Looking at R regex documentation, [:punct:]
includes following characters -
Punctuation characters:
! " # $ % & ' ( ) * + , - . / : ; < = > ? @ [ \ ] ^ _ ` { | } ~.
But when I try to use this in stringr::str_replace_all()

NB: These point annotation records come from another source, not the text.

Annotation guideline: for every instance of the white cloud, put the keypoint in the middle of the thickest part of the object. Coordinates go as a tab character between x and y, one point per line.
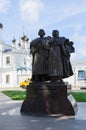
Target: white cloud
30	10
4	5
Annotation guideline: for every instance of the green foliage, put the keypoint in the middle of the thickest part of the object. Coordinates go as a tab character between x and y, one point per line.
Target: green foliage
79	96
15	94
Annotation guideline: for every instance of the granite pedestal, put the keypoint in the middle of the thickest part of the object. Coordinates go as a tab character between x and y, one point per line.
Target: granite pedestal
48	99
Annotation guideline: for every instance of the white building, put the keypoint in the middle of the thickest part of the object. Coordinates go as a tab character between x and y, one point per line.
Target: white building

, it doesn't seem to detect +
s.
str_vec = c("c++", "c--", "c+_")
str_replace_all(str_vec, pattern = "[[:punct:]]", replacement = "_")
[1] "c++" "c__" "c+_"
str_replace_all(str_vec, pattern = "[[:punct:]]{2,}", replacement = "_")
[1] "c++" "c_" "c+_"
Has it got to do with the locale settings?
Sys.getlocale()
[1] "LC_CTYPE=en_US.UTF-8;LC_NUMERIC=C;LC_TIME=en_US.UTF-8;LC_COLLATE=en_US.UTF-8;LC_MONETARY=en_US.UTF-8;LC_MESSAGES=en_US.UTF-8;LC_PAPER=en_US.UTF-8;LC_NAME=en_US.UTF-8;LC_ADDRESS=en_US.UTF-8;LC_TELEPHONE=en_US.UTF-8;LC_MEASUREMENT=en_US.UTF-8;LC_IDENTIFICATION=en_US.UTF-8"
or is it something else that I'm missing here?